AA: Another huge consideration any time we take the MovieHawk to a set is safety. Before we begin flying, we have a safety briefing for anyone who’s going to be involved in a helicopter scene. As it turns out, the industry is quite small, and that means we get a consistent group of former military personnel with years of experience and training as our stunt actors. That allows us to pull off realistic maneuvers safely. One recent example where that was important was when we lifted HEC, or Human External Cargo. That’s something you’d only do in an emergency in the military world, and in this instance, we were able to replicate it safely thanks to all the safety prep work ahead of time.
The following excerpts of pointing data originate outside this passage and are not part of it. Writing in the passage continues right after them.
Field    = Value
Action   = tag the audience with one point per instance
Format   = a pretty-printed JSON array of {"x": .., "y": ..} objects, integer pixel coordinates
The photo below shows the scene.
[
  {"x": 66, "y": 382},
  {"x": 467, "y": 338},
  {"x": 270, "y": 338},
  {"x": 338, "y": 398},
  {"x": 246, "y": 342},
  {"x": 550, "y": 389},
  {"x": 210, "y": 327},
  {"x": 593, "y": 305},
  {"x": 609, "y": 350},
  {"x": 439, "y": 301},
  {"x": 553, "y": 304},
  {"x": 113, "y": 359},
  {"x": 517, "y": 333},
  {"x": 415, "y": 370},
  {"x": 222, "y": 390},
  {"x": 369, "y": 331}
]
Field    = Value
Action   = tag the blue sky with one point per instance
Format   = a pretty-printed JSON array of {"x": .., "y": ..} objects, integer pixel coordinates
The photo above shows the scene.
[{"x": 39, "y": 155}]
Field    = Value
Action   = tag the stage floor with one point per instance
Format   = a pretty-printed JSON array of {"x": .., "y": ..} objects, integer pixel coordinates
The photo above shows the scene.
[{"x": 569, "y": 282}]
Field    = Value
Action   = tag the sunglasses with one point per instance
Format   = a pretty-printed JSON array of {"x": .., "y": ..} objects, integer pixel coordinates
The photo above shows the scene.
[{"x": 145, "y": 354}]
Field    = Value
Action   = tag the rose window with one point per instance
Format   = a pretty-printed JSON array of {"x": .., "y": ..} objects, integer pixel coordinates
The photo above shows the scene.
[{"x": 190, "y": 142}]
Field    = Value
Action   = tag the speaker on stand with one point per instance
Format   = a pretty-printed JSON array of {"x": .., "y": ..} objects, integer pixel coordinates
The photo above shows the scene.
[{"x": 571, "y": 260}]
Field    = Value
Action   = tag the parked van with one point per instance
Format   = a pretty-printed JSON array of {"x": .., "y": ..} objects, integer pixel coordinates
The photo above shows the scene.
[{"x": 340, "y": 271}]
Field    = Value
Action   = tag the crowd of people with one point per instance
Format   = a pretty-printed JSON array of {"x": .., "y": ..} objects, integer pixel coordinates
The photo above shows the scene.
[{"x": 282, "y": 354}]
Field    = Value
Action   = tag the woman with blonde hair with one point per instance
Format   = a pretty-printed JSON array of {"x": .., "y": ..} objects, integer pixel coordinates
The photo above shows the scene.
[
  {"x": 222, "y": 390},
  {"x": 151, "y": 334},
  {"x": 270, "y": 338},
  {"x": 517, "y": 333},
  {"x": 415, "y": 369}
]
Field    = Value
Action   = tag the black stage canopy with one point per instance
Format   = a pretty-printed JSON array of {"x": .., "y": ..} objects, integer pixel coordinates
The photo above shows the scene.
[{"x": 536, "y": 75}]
And, of course, we’re engine geeks around here. What can you tell us about the MovieHawk’s T700 engines?
AA: That Human External Cargo situation is a great representation of how much faith we put into your trusty T700s. We were lifting someone on an external line up over a hill, and to confidently pull that off, you’ve got to have trust in your engines. Having flown Black Hawks my entire piloting career, T700s have been there the whole way. They’re predictable, reliable, and very tolerant to the difficult environments we exposed them to in the Army, and even now with the MovieHawk. You just get a good feeling that they’ll be there to do exactly what you need.
KL: From an operator’s standpoint, these engines have been bulletproof for us. They’re as-advertised, get-the-job-done engines, and we’ve got an FAA-certified maintenance team here that follows the Army maintenance manual to the letter to keep the 700s in great condition. These motors take great care of us.
All MovieHawk photos are courtesy of Helinet.